Un planeta con cuatro soles

Desde el gigante gaseoso del sistema 30 Arietis, el firmamento tendría un enorme sol y dos brillantes estrellas que se podrían ver de día. Sin embargo, con un telescopio se podría observar que el gran astro tendría a otro más pequeño orbitando a su alrededor.

Este sistema múltiple, que se encuentra a 136 años luz de nuestro planeta y se ubica en la constelación de Aries, fue descubierto como sistema triple en 2009. Sin embargo, desde el Observatorio Palomar en San Diego (California), ha podido distinguirse una cuarta estrella. El hallazgo fue posible gracias al sistema de óptica adaptativa Robo-AO, del Centro Interuniversitario para la Astronomía y la Astrofísica de la India (IUCAA) y el Instituto de Tecnología de California (Caltech), y el sistema de óptica adaptativa PALM-3000, desarrollado por el Laboratorio de Propulsión a Chorro (JPL) y Caltech, según ha informado la NASA.

El sistema planetario 30 Arietis, también conocido como 30 Ari, está formado por un gigante gaseoso con una masa diez veces superior a la de Júpiter que orbita a su estrella primaria en 335 días.
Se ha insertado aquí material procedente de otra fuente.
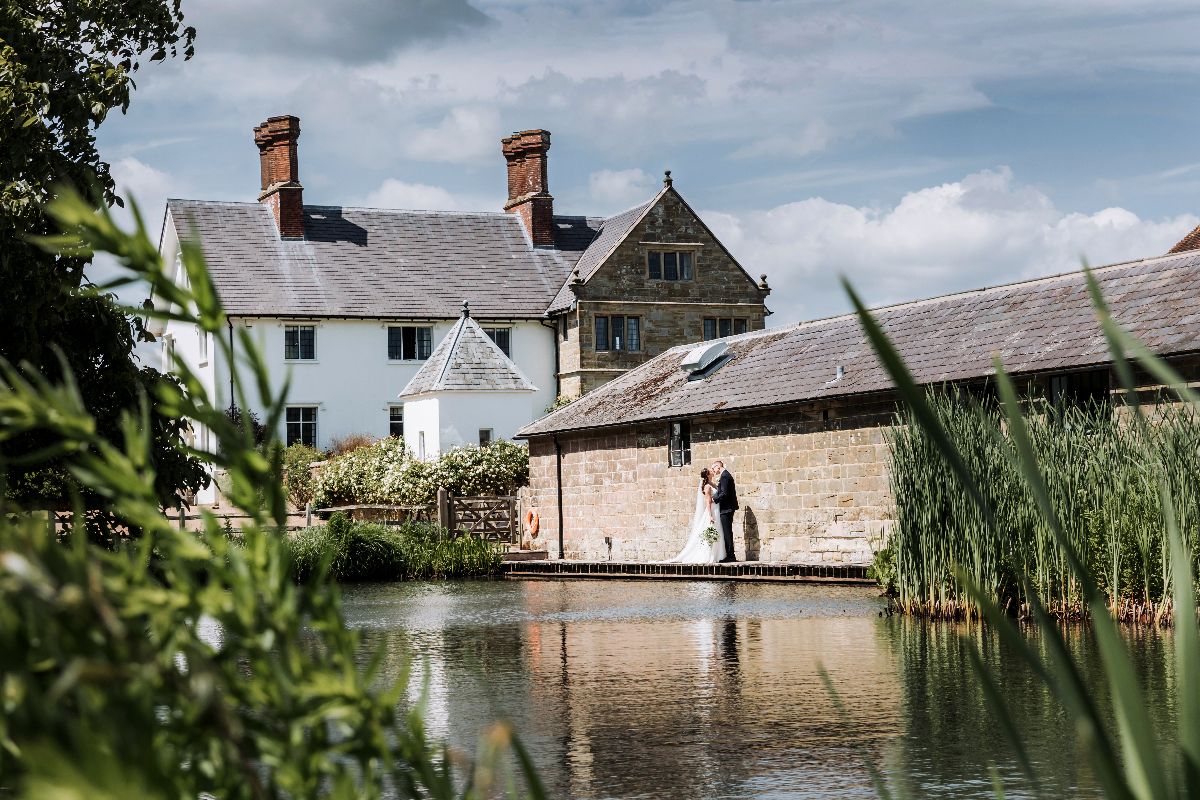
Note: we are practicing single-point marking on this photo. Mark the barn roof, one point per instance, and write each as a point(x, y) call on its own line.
point(467, 360)
point(1041, 325)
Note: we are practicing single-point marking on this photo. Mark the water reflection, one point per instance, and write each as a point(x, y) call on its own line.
point(709, 690)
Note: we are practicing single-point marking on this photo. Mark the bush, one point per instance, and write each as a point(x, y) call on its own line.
point(385, 473)
point(349, 443)
point(239, 417)
point(372, 552)
point(297, 473)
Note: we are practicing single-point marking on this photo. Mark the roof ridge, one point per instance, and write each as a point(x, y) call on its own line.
point(449, 358)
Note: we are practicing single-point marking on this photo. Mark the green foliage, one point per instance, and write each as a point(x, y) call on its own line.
point(297, 475)
point(1097, 470)
point(245, 419)
point(186, 665)
point(373, 552)
point(384, 473)
point(1127, 759)
point(63, 68)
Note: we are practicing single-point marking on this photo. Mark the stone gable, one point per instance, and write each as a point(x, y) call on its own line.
point(671, 312)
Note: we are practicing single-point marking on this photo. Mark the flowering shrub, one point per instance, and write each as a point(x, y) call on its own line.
point(359, 475)
point(385, 473)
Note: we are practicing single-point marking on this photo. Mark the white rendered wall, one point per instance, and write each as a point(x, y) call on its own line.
point(454, 419)
point(185, 341)
point(353, 384)
point(421, 417)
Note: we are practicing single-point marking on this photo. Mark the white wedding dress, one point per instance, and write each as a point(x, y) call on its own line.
point(696, 549)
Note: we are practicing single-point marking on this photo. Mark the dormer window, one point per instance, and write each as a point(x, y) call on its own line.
point(670, 265)
point(300, 342)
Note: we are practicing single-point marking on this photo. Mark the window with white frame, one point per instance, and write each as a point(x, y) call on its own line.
point(618, 334)
point(409, 342)
point(503, 338)
point(670, 265)
point(301, 425)
point(679, 445)
point(300, 342)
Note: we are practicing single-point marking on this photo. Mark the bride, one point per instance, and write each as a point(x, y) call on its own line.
point(699, 549)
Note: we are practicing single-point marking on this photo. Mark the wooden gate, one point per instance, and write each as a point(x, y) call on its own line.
point(491, 518)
Esta estrella tiene una compañera relativamente cercana y, esta pareja, a su vez, se encierra en una gigantesca órbita con otro par de estrellas.

El equipo que realizó el hallazgo pretende comprender los efectos de varias estrellas madre en los planetas jóvenes en desarrollo. Los astrofísicos sugieren que los compañeros estelares podrían influir en el destino de los planetas cambiando sus órbitas. De hecho, planetas de una masa similar a Júpiter y con órbitas cercanas a su sol, llamados ‘Júpiter calientes’, podrían ser ligeramente empujados más cerca de la estrella primaria debido a la gravedad de su compañera.
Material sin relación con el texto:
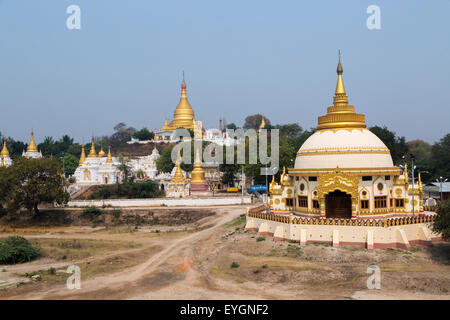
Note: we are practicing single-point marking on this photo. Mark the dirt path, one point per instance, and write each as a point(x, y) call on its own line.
point(118, 285)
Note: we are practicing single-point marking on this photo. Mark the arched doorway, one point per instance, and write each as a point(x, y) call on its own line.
point(338, 204)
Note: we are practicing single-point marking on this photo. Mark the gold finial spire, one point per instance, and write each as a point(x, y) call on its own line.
point(5, 153)
point(82, 157)
point(340, 95)
point(109, 158)
point(32, 145)
point(92, 154)
point(341, 114)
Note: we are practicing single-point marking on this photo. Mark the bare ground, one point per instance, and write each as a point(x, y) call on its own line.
point(193, 261)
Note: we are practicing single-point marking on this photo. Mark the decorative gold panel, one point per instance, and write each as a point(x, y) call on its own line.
point(338, 180)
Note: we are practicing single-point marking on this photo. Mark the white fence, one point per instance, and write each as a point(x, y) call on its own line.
point(159, 202)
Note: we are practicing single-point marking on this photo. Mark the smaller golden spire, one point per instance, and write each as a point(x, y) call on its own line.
point(263, 123)
point(109, 158)
point(92, 154)
point(82, 157)
point(5, 153)
point(32, 145)
point(198, 174)
point(178, 177)
point(101, 153)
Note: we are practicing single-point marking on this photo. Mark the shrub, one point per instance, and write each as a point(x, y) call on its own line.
point(91, 213)
point(442, 222)
point(17, 249)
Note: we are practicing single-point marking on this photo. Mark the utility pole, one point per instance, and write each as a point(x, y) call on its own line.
point(412, 170)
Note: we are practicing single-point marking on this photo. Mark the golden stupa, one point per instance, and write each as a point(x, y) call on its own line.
point(178, 177)
point(5, 152)
point(109, 158)
point(92, 154)
point(82, 157)
point(198, 174)
point(183, 116)
point(32, 145)
point(101, 153)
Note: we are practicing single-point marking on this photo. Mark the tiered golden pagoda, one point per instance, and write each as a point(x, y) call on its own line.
point(92, 154)
point(82, 157)
point(101, 153)
point(178, 177)
point(32, 145)
point(183, 115)
point(109, 158)
point(5, 152)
Los astrónomos creen que así podría ser el caso de otro sistema múltiple que han redefinido, el de HD 2638. Se sabía que un Júpiter caliente se encontraba dentro de un sistema binario pero, gracias a los instrumentos Robo-AO y PALM-3000 han distinguido una tercera que orbita a la estrella madre primaria lo suficientemente cerca como para haber influido en el desarrollo de este Júpiter caliente y su órbita. “Esto refuerza la conexión entre los sistemas estelares múltiples y los planetas masivos”, destaca Lewis Roberts, astrofísico del JPL y autor principal de los nuevos hallazgos publicados en la revista Astronomical Journal.
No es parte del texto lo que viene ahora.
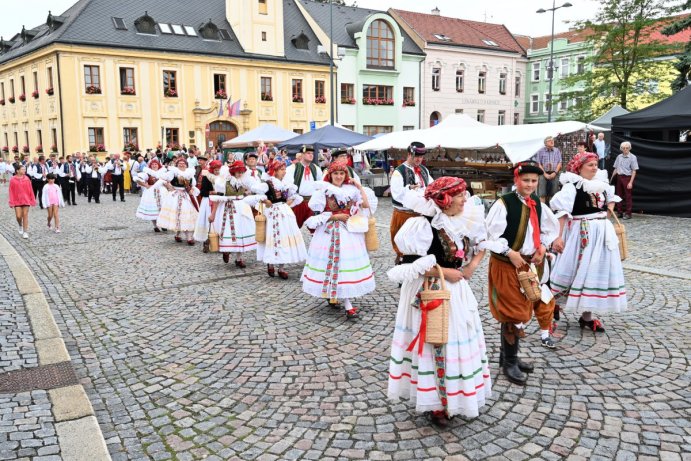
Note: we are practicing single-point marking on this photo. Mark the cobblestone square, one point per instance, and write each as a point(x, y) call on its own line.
point(184, 357)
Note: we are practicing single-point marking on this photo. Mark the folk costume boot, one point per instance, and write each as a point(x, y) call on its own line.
point(509, 353)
En el caso del sistema cuádruple de 30 Ari, la última estrella descubierta que orbita a la primaria está más cerca del planeta que en el caso del sistema triple y, sin embargo, no parece afectar a la órbita del planeta. Los científicos no terminan de comprender la razón exacta de este fenómeno, por lo que el equipo planea futuras observaciones para salir de dudas.

Aunque los sistemas binarios son más frecuentes en el Universo que los individuales, como el nuestro, lo curioso es que este hallazgo cuádruple es sólo el segundo de la historia. El primero fue KIC 4862625, descubierto en 2013 por científicos aficionados que utilizaban los datos de acceso público de la misión Kepler de la NASA. Sin embargo, 30 Ari viene a sugerir que los sistemas cuádruples podrían ser menos extraños de lo que se pensaba.

De hecho, los avances de la ciencia podrían acabar aumentando sus descubrimientos exponencialmente a lo largo de los años. “Alrededor de un cuatro por ciento de las estrellas de tipo solar se encuentran en sistemas cuádruples, y ese índice ha aumentado a partir de estimaciones previas, pues las técnicas de observación están mejorando constantemente”, afirma el coautor del hallazgo, Andrei Tokovinin, del Observatorio Interamericano de Cerro Tololo en Chile.

En los últimos años se han encontrado docenas de planetas con dos o tres estrellas madre. “Los sistemas de estrellas vienen en múltiples formas”, explica Roberts. “Puede haber estrellas individuales, estrellas binarias, estrellas triples, incluso sistemas quíntuples. Es increíble la forma en que la naturaleza pone estas cosas juntas”. Así, quizá cientos, quizá miles o millones de planetas disfrutan de maravillosas puestas de soles al más puro estilo Star Wars en el planeta Tatooine. Sin embargo, según los científicos, en 30 Ari la vida es muy poco probable y por ello ningún ser vivo podría disfrutar de su cuádruple ocaso. Aún así, los terrícolas pueden ver desde sus casas parte de este curioso sistema solar si apuntan sus telescopios a la constelación de Aries.